Ophthalmic Migraine: Causes, Possible Treatment and Prevention
An ophthalmic migraine is an uncommon condition that can cause temporary vision disturbances or even temporary blindness in one of your eyes. This problem is the result of decreased blood flow or blood vessel spasms behind the eye or in the retina. Typically, the vision returns to normal within an hour. Ophthalmic migraines may be painless, or they may occur at the same time as or after a regular migraine headache. Your Miami eye doctor can help you determine whether you have an ophthalmic migraine by ruling out other conditions.
The exact cause of ophthalmic migraine isn’t known, although some experts believe the problem could be related to spasms in the retinal blood vessels or changes in the nerve cells in the retina. People with ophthalmic migraine have a higher risk of permanent vision loss in one eye. It’s possible that certain medications used to prevent migraines such as anti-seizure medications or tricyclic antidepressants may help prevent vision loss. However, if you experience an ophthalmic migraine, even if your symptoms always go away on their own, you should talk to your doctor about possible treatments.
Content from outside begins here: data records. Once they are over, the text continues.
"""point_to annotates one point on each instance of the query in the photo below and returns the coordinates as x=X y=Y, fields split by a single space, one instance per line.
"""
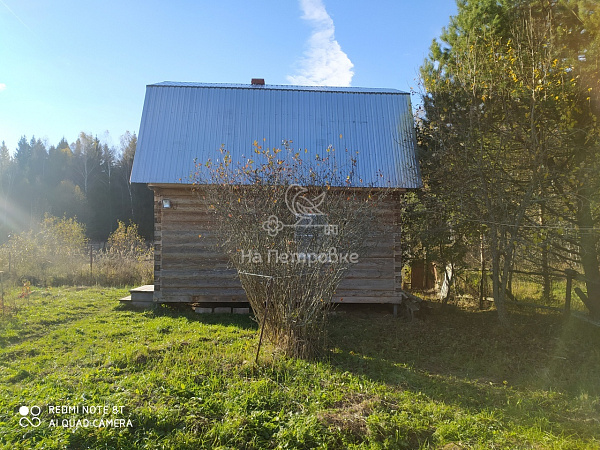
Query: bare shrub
x=292 y=229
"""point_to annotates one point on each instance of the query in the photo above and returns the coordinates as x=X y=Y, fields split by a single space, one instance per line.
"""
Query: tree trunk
x=497 y=282
x=589 y=257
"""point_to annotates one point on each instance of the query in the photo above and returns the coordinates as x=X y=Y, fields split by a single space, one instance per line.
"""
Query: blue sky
x=70 y=65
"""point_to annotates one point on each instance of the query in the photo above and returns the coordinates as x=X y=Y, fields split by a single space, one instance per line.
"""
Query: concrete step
x=140 y=297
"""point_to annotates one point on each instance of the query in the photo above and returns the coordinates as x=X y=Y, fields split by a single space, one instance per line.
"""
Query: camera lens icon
x=26 y=412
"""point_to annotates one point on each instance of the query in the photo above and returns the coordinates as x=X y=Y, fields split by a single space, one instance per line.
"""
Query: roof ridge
x=280 y=87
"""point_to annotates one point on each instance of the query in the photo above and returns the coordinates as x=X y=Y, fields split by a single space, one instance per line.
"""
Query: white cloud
x=324 y=63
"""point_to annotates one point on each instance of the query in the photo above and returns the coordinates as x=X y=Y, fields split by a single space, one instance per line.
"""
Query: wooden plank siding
x=188 y=269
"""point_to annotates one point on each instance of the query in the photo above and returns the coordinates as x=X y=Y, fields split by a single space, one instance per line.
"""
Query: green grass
x=189 y=381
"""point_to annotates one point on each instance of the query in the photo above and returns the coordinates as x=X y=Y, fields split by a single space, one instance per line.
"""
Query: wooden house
x=184 y=122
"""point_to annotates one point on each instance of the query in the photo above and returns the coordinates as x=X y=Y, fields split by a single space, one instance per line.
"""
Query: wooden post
x=2 y=290
x=482 y=281
x=570 y=274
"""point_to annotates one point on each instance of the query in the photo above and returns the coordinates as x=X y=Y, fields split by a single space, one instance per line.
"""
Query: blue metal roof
x=182 y=122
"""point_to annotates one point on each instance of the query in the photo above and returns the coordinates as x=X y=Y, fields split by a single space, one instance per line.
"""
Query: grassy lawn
x=182 y=380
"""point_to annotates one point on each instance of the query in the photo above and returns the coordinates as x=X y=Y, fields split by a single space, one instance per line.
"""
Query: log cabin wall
x=188 y=269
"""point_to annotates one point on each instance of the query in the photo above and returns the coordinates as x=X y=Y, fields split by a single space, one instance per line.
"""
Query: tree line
x=510 y=143
x=86 y=179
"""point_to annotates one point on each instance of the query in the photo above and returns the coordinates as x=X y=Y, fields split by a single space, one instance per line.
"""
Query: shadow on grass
x=466 y=359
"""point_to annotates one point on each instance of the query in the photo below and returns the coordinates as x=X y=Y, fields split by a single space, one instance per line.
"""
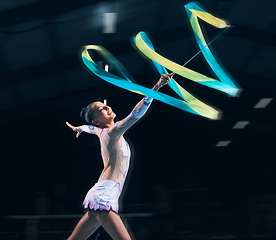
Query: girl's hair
x=87 y=114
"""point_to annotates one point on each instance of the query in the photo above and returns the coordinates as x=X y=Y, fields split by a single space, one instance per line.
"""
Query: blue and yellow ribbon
x=193 y=106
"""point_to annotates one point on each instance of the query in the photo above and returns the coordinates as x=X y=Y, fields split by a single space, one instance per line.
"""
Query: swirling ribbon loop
x=189 y=103
x=194 y=106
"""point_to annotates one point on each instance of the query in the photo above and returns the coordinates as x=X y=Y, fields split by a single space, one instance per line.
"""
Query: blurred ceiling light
x=263 y=103
x=240 y=124
x=109 y=22
x=223 y=143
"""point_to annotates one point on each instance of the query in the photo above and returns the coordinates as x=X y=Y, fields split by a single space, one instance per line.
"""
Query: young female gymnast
x=101 y=201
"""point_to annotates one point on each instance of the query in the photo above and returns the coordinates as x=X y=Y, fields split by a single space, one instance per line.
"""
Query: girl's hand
x=75 y=129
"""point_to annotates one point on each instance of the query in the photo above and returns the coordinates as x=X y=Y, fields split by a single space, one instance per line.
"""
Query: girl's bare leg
x=87 y=225
x=113 y=224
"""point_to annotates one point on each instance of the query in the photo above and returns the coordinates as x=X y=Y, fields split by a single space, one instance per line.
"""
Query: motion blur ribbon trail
x=190 y=104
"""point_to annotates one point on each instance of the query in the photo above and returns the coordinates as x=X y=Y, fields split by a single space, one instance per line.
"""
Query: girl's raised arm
x=139 y=110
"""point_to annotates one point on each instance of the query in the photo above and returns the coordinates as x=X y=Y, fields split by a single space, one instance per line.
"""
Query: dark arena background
x=190 y=177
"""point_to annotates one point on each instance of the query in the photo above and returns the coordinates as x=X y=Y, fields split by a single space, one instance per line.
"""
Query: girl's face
x=102 y=114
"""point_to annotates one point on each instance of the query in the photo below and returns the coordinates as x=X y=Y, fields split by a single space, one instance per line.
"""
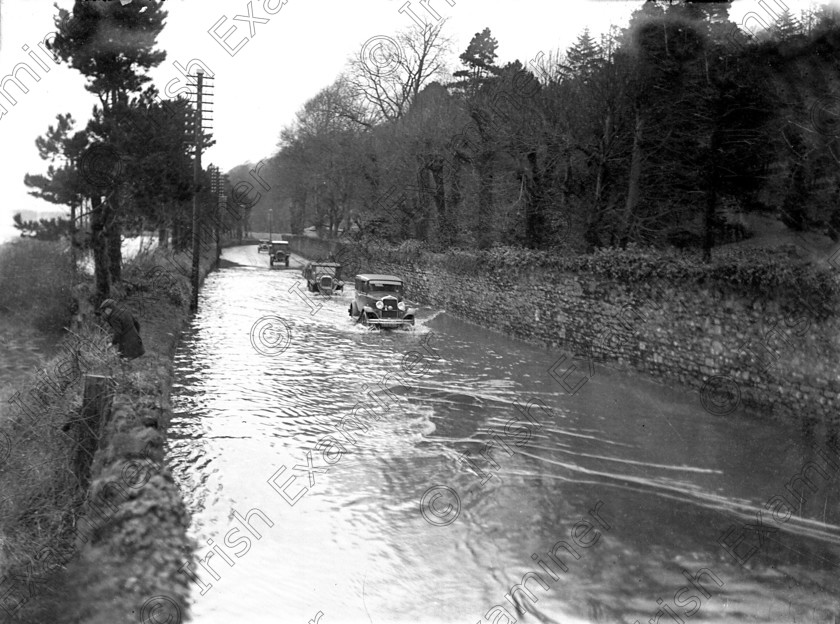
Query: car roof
x=379 y=278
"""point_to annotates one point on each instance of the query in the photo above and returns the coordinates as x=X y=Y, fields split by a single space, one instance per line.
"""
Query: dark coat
x=126 y=333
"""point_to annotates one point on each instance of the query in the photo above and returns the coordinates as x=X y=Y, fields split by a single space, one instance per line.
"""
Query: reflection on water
x=304 y=518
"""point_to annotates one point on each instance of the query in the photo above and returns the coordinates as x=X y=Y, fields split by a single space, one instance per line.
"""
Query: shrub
x=778 y=275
Getting treatment for ophthalmic migraines begins with a correct diagnosis. Your eye doctor will first rule out other problems that can cause similar symptoms such as spasms in the artery that delivers blood to the retina, other blood vessel problems associated with autoimmune disease, inflammation in the blood vessels, conditions that prevent proper blood clotting such as sickle cell disease, and drug abuse.
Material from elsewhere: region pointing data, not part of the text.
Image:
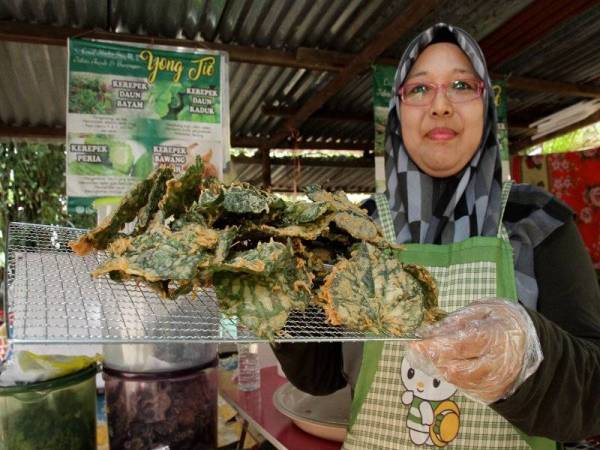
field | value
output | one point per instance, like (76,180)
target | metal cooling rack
(54,299)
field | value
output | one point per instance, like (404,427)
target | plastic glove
(487,349)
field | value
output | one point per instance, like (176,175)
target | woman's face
(443,137)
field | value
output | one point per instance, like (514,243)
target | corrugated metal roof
(349,179)
(337,25)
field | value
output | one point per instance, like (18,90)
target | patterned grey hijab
(440,211)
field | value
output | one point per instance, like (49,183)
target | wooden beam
(303,58)
(266,166)
(250,142)
(59,133)
(49,35)
(520,145)
(308,162)
(529,26)
(319,115)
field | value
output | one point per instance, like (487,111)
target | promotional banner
(383,91)
(131,109)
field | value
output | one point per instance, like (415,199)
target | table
(257,408)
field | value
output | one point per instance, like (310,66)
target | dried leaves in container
(264,257)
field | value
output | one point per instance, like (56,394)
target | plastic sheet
(487,349)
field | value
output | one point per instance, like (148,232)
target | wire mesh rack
(53,299)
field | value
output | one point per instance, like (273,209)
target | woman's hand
(486,349)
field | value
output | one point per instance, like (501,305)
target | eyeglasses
(422,93)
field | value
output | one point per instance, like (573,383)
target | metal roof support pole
(266,163)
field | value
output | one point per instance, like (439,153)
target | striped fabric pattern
(383,421)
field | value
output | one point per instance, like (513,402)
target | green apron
(398,407)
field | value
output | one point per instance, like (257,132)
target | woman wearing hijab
(519,355)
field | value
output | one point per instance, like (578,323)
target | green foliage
(89,96)
(32,187)
(121,156)
(143,166)
(164,97)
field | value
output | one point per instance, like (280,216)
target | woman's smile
(441,134)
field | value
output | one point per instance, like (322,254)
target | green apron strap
(385,216)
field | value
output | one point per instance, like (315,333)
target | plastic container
(161,357)
(248,367)
(171,410)
(52,414)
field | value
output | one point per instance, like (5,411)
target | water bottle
(249,367)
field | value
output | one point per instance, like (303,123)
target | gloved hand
(487,349)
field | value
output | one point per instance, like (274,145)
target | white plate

Many people do not require treatment for ophthalmic migraine, especially if their symptoms abate untreated within half an hour or so. You should stop what you’re doing and rest until your vision returns to normal; if a headache accompanies your symptoms, ask your doctor what pain relievers are right for you. Other possible treatments include:
- Beta-blockers, special medications that help regular blood pressure
- Tricyclic antidepressants
- Drugs that treat epilepsy
The most important thing you can do to avoid ophthalmic migraine is to refrain from engaging in possible triggers.
- Manage your stress levels
- Avoid smoking
- Maintain healthy blood pressure
- Avoid hormonal birth control pills
- Exercise only moderately if exercise is a trigger for you
- Avoid high altitudes
- Stay hydrated
- Avoid low blood sugar with small, regular, healthy snacks
- Keep cool during the summer
Some people notice that they have dietary triggers such as caffeine or artificial sweeteners, although these are more likely to cause regular migraines.
Certain medications can help prevent ophthalmic migraines. Calcium-channel blockers open the blood vessels. It’s possible also to use nonsteroidal anti-inflammatory drugs sometimes. Less often, doctors may prescribe medication used to treat depression, epilepsy, and blood clotting. Preventive medicine is usually recommended for patients who experience ophthalmic migraines more than four days per month that do not respond to other treatments.
One other possible treatment option is a device known as Cefaly. This portable headband-like device delivers electrical impulses at the forehead to stimulate a specific nerve. Patients wear the device for 20 minutes once a day. SpringTM and gammaCore are two similar devices that have shown success in some cases of ophthalmic migraine.